Tagovailoa’s hand injury, suffered on the first day of spring practice and aggravated last week, has paused the competition. But since neither quarterback is on track to graduate this offseason, it isn’t critical to make a decision before preseason camp. Since either player would have to sit for a season should he transfer, arriving at a new school in late August or early September wouldn’t take him off schedule.

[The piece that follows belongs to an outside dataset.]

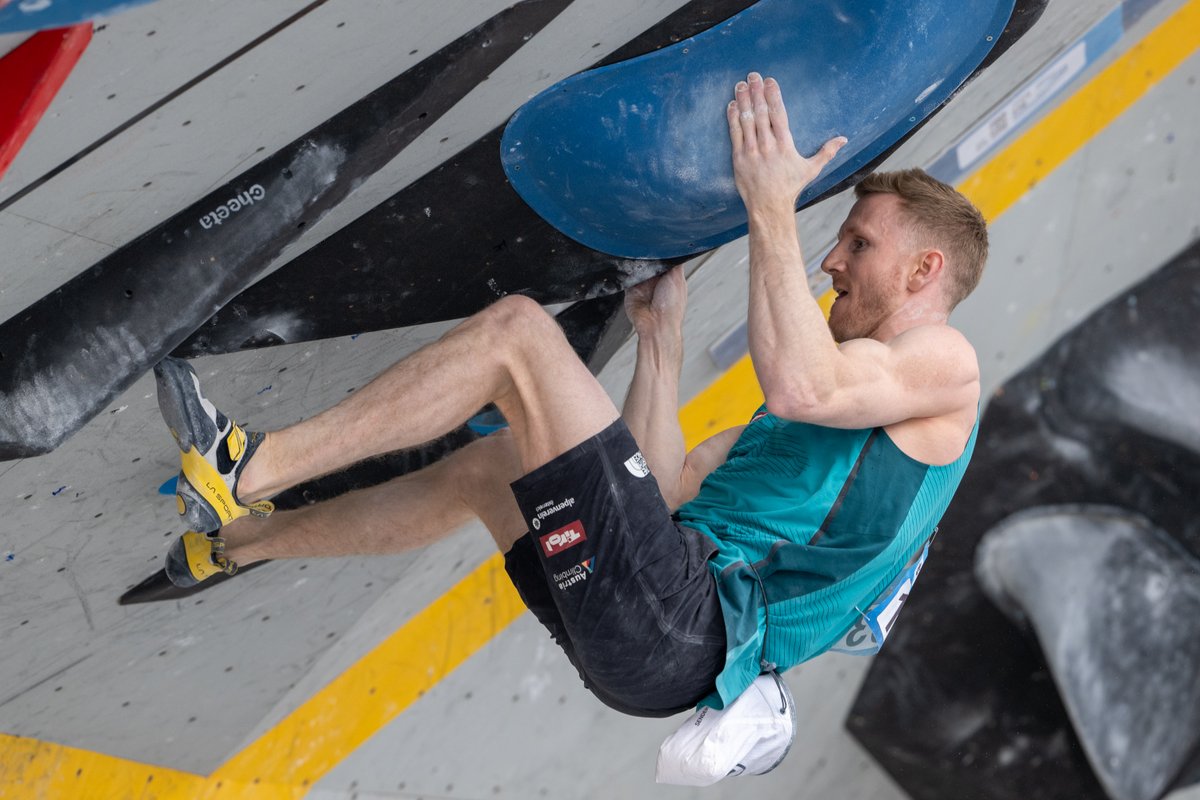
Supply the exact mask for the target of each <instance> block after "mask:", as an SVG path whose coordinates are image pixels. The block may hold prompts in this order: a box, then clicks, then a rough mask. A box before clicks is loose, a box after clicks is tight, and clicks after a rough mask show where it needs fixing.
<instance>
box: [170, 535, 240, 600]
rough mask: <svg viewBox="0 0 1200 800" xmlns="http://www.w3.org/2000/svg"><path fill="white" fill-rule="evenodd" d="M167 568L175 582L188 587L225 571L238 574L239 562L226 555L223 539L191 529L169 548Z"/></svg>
mask: <svg viewBox="0 0 1200 800" xmlns="http://www.w3.org/2000/svg"><path fill="white" fill-rule="evenodd" d="M163 571H166V573H167V577H168V578H170V582H172V583H173V584H175V585H176V587H179V588H180V589H187V588H190V587H194V585H196V584H198V583H199V582H200V581H206V579H209V578H211V577H212V576H215V575H221V573H222V572H223V573H224V575H234V573H236V572H238V565H236V564H234V563H233V561H230V560H229V559H228V558H226V554H224V540H223V539H221V537H220V536H214V535H211V534H198V533H196V531H194V530H190V531H187V533H186V534H184V535H182V536H180V537H179V539H176V540H175V542H174V543H173V545H172V546H170V549H169V551H167V563H166V564H164V565H163Z"/></svg>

Saban hasn’t dealt with this exact situation at Alabama, but he’s seen his share of quarterback drama. In 2014, the Crimson Tide held a competition between Blake Sims and Florida State graduate transfer Jake Coker. In 2015, Coker beat out Cooper Bateman only to be lifted in favor of Bateman before the Ole Miss game and win the job back during that game. In 2016, Hurts, Blake Barnett, Bateman and David Cornwell competed for the job. Barnett started the season opener against USC, but Hurts took over during the first half and never looked back. Last season, Hurts held off Tagovailoa. As the season wore on, there was some internal support for Tagovailoa to take over, but Saban stuck with Hurts until the Tide reached a point of desperation at halftime of the national title game against Georgia.

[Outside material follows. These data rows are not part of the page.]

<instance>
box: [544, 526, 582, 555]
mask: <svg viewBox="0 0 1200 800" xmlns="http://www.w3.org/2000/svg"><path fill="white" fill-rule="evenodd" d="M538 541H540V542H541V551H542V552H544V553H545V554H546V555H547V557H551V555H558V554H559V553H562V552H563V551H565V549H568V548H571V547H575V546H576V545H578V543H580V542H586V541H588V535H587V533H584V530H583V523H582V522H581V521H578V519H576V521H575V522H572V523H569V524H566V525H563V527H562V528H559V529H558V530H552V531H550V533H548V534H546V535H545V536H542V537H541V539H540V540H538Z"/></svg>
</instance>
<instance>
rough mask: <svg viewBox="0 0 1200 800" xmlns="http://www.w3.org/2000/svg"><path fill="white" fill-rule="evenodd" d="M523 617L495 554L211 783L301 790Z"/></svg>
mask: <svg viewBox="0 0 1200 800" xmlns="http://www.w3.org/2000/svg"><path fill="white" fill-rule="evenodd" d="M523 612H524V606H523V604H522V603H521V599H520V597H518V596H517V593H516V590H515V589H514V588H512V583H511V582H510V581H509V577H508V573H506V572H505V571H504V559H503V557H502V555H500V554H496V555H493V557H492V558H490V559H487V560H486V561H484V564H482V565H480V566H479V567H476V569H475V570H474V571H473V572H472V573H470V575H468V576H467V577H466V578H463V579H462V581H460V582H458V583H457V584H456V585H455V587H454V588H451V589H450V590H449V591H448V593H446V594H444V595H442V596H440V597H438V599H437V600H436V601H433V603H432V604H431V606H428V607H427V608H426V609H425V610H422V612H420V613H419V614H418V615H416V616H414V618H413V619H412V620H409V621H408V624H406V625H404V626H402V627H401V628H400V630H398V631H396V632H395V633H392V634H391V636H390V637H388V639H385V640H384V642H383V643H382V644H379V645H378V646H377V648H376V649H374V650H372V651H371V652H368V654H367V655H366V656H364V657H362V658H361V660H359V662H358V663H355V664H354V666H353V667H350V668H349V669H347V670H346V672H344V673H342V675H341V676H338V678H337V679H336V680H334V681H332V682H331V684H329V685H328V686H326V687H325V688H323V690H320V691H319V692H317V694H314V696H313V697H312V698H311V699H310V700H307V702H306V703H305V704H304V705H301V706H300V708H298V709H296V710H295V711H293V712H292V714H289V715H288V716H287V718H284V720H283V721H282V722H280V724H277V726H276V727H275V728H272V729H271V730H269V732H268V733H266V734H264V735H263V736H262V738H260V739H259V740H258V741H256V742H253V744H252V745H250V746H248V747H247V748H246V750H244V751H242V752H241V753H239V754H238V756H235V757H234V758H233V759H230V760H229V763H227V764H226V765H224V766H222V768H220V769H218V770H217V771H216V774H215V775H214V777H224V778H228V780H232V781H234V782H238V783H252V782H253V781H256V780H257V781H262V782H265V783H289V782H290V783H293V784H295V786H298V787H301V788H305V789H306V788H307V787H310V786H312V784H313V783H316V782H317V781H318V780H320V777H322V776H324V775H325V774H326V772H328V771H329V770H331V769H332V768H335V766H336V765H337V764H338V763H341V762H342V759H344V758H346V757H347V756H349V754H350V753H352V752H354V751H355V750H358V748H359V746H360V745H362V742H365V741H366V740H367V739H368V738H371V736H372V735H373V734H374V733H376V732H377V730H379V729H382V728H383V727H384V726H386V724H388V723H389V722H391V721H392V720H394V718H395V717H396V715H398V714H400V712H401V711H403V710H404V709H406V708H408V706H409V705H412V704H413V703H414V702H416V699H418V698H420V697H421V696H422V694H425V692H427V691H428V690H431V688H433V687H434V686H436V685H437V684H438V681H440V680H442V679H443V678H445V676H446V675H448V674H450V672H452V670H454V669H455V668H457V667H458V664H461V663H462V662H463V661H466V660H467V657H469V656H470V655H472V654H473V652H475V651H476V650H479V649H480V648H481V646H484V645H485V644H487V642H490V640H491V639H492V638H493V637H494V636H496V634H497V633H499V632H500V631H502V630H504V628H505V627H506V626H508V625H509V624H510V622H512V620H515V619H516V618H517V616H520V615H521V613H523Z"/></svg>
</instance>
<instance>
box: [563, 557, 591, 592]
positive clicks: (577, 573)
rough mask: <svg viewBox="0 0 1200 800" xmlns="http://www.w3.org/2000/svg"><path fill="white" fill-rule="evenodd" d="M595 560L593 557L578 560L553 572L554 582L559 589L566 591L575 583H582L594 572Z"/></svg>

Averion Hurts made clear that his son’s preference is to stay at Alabama. But he also made clear that his son wants to play quarterback. If Tagovailoa is the better choice for Alabama’s offense—as the second half of the national title game suggests—the Tide probably will lose Hurts and dozens of other programs will clamor to take him. If Hurts is the better choice, the same probably goes for Tagovailoa.

And until Saban makes his choice, this topic will dominate the college football conversation.